There were poignant experiences. “One of the best moments of my residency was encountering a patient who was a very sensitive soul in a very sick body,” Dr. Pierre-Louis describes. “She blossomed when we met with her daily to discuss a poem of her own composition. While we did not make her well, I felt so happy that we shared those delightful moments.” Although he acknowledges that “many might argue that the time it takes to do bedside humanities would be better spent taking care of patients. But what type of care for our patients are we talking about?” Dr. Pierre-Louis and his colleagues learned that, in his words, “medical humanities put everything in perspective. Each patient could be a parent, each child could be yours, and ultimately each doctor is a future patient.

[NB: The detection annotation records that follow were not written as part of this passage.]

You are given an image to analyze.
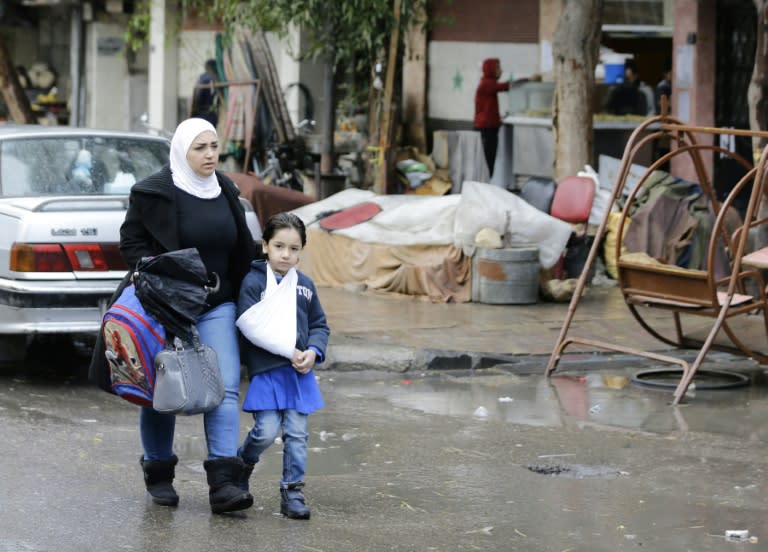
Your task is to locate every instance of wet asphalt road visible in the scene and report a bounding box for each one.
[0,344,768,552]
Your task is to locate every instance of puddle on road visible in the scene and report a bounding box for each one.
[324,368,768,442]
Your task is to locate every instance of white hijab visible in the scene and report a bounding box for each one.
[171,118,221,199]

The good doctor needs to look at each patient with the eyes of a painter, listen to them with the ears of a musician, and analyze their emotions like a poet.”
One patient, who was introduced to a selection from the humanities curriculum to facilitate care in the ambulatory practice, said it was such a powerful moment that it brought “chills up and down my spine.”
I am enormously proud of my former residents and faculty for not just acknowledging the importance of humanistic care but for making it an essential part of the fabric of the program. We became better doctors for this, and I think our patients received better care. For example, there was the time my faculty chided me for considering the dismissal of a particularly difficult patient; they reminded me of our programmatic imperative to offer humanistic care, to continue our efforts to provide the patient-centered care we espoused, and to aspire to a higher standard. I realized then that my faculty had assimilated what I had hoped to impart about caring for patients, that they had taught me, and that they internalized values with which I still sometimes struggled, despite my idealism; indeed they had surpassed me, and that this meant that I had succeeded in our novel initiative.
Another instance was when one of our residents used his vacation to study Spanish to learn to better communicate with his patients. The candidate pool for residency began to include applicants from places that were never attracted before, presumably reflecting growing awareness of our program.
Graduates told us they were incorporating some of what we did in their practices—one was implementing a medical humanities program at his new institution. The program became affiliated with the Drew University graduate program in medical humanities and bioethics. The Healthcare Foundation of New Jersey recognized the program with their annual leadership award for humanism in healthcare. Colleagues at other medical centers contacted us about adapting the program, or they adopted what we created. We were honored that our program was featured in the November 2008 issue of the Reporter of Association of American Medical Colleges and Pauline Chen’s column in The New York Times (October 23, 2008).23,24 I truly believe these examples reflect that we changed the way our doctors think and do medicine. Humanistic medicine is now imbued in the program, is part of the lexicon, and became an identity. It has continued beyond my departure.
Final Words
What have we learned from this? Bringing humanities to the bedside is not hard. What we did can be generalized. It requires only commitment, will, and passion. It is good for doctors and patients. It may lead to better physician performance and patient care. We do not believe that classroom humanities, without translation to patient care and appropriate role modeling by physicians, imparts to others the full potential value of humanities in teaching and providing humanistic, patient-centered care. We believe that “humanities,” in the bedside setting, should be kept simple and easy for the residents and students. We believe inclusion of humanities in our professional activities, at least to some degree, is essential for us to be the best physicians we can be.